Repository files navigation

Introduction

A pollinator is an organism that transfers pollen between flowers, aiding in plant reproduction and biodiversity. -- ChatGPT

"May be we need some kind of software that transfers code between execution environments, aiding in platform code execution and supporting diverse software stacks?"

Quick usage

Execute this code on your local computer to execute main.py remotely on the LUMI supercomputer.

mkdir test; cd test
pollinator new -n lumi-std
echo "print('LUMI Supercomputer says Hi!')" > ./cfs/src/main.py
pollinator run --follow
Uploading main.py 100% [===============] (143 kB/s)
INFO[0000] Process submitted               ProcessID=4ca07ca99b670e4758fd587bab6adb4322189e6f3237c816588a4715a1bc34d9
INFO[0000] Follow process at https://dashboard.colonyos.io/process?processid=4ca07ca99b670e4758fd587bab6adb4322189e6f3237c816588a4715a1bc34d9
LUMI Supercomputer says Hi!
INFO[0007] Process finished successfully   ProcessID=4ca07ca99b670e4758fd587bab6adb4322189e6f3237c816588a4715a1bc34d9

What is Pollinator?

  • Pollinator is a tool built ontop of ColonyOS designed to simplify and streamline job execution across platforms, e.g executing AI computations on HPC, Edge, or Kubernetes platforms. Pollinator is also designed to ensure uniform and portable workload execution across these diverse platforms.

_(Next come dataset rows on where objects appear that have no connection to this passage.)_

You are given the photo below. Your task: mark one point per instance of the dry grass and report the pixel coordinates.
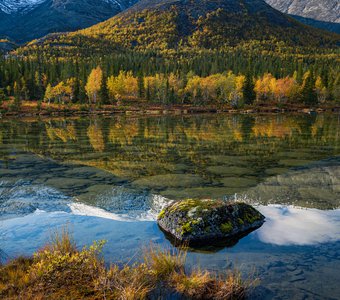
(60, 271)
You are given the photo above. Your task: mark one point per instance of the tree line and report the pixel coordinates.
(198, 80)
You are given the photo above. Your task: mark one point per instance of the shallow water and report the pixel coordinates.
(108, 179)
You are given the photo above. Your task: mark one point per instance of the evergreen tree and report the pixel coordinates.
(141, 88)
(308, 92)
(249, 94)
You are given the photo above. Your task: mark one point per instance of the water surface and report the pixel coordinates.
(109, 177)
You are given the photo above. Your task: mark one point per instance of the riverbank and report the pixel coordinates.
(61, 271)
(34, 108)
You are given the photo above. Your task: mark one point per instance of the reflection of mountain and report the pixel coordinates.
(316, 186)
(297, 226)
(52, 187)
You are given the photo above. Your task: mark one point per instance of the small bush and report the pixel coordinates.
(61, 271)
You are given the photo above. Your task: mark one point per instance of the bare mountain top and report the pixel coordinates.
(326, 13)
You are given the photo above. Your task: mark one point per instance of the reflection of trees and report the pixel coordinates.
(136, 143)
(64, 131)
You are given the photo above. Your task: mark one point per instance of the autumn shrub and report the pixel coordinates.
(61, 271)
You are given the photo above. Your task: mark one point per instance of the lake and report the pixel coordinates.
(108, 178)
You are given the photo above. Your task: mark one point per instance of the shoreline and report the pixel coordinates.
(30, 109)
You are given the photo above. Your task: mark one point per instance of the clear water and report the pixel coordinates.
(107, 178)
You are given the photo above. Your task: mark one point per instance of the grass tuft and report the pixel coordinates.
(61, 271)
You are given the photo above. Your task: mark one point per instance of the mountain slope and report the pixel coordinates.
(169, 24)
(24, 20)
(320, 13)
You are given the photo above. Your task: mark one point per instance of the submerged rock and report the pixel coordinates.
(198, 222)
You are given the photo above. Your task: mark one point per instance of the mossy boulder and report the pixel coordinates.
(202, 222)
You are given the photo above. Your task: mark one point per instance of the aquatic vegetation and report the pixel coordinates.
(61, 271)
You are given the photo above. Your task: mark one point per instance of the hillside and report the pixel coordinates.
(24, 20)
(324, 14)
(178, 24)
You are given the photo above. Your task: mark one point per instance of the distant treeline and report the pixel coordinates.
(210, 77)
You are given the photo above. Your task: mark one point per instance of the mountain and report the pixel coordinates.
(214, 24)
(319, 13)
(24, 20)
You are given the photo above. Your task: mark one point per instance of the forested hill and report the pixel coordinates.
(195, 24)
(22, 21)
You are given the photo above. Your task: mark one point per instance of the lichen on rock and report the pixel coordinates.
(208, 221)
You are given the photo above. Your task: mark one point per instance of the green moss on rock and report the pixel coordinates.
(226, 227)
(200, 221)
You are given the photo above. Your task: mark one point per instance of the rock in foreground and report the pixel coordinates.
(208, 221)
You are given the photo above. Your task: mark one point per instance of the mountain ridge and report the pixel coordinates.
(57, 16)
(324, 14)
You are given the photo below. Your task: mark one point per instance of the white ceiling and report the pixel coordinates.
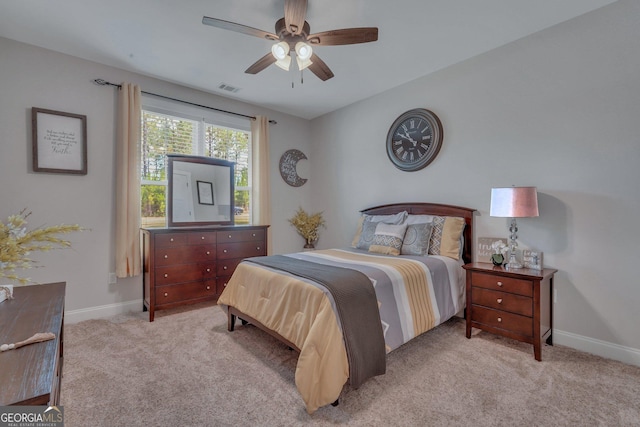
(167, 40)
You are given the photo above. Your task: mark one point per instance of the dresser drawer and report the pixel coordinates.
(503, 320)
(241, 249)
(500, 283)
(171, 239)
(202, 237)
(185, 255)
(513, 303)
(240, 235)
(185, 273)
(185, 291)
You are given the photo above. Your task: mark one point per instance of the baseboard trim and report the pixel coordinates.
(606, 349)
(101, 311)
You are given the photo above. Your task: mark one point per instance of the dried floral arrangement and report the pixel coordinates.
(307, 225)
(16, 243)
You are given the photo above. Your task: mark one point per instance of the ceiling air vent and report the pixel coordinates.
(228, 88)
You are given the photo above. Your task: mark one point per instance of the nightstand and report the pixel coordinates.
(511, 303)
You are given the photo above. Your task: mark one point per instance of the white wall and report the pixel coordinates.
(558, 110)
(34, 77)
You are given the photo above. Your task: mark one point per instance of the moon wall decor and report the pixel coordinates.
(288, 171)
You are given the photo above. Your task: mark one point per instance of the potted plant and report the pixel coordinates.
(307, 226)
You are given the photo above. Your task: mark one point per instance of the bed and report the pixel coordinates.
(344, 309)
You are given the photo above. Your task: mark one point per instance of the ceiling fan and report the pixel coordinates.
(292, 34)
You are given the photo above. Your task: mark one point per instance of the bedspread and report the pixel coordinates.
(414, 295)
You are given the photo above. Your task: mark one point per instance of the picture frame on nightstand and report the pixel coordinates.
(532, 259)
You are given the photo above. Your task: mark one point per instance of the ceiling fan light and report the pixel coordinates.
(303, 51)
(280, 50)
(303, 63)
(284, 63)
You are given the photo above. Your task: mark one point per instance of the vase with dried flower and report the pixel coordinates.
(307, 226)
(17, 243)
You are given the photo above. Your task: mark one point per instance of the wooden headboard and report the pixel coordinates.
(434, 209)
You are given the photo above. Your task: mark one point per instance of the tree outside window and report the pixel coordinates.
(163, 134)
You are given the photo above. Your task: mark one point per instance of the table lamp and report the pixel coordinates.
(514, 202)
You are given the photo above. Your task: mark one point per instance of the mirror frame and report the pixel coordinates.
(204, 161)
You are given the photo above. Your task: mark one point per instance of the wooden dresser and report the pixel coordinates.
(512, 303)
(31, 375)
(187, 265)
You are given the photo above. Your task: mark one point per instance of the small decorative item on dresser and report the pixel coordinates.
(532, 259)
(307, 226)
(6, 292)
(500, 250)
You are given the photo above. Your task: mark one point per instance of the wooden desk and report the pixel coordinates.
(31, 375)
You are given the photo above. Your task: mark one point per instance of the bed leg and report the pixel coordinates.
(231, 321)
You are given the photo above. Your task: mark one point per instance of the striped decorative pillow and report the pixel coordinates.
(388, 239)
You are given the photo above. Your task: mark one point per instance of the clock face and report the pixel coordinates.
(414, 139)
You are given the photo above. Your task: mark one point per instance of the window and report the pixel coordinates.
(164, 133)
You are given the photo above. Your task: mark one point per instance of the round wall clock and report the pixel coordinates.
(288, 170)
(414, 139)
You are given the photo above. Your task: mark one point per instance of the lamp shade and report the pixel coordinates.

  • Pollinator uses ColonyOS to run batch jobs over a network of loosely-connected and geographically disperse Executors. These Executors, after receiving jobs assignment from a Colonies server, transform the job instructions (so-called function specifications) into a format that is compatible with the underlying system they're connected to, whether it's Kubernetes (K8s) or Slurm. On HPC systems, Docker containers are automatically converted to Singularity containers.

  • Pollinator significantly simplifies interactions with HPC or Kubernetes systems. For instance, it completely eliminates the need to manually login to HPC nodes to run Slurm jobs. It seamlessly synchronizes and transfers data from the user's local filesystem to remote Executors, offering the convenience of a local development environment while harnessing powerful supercomputers and cloud platforms.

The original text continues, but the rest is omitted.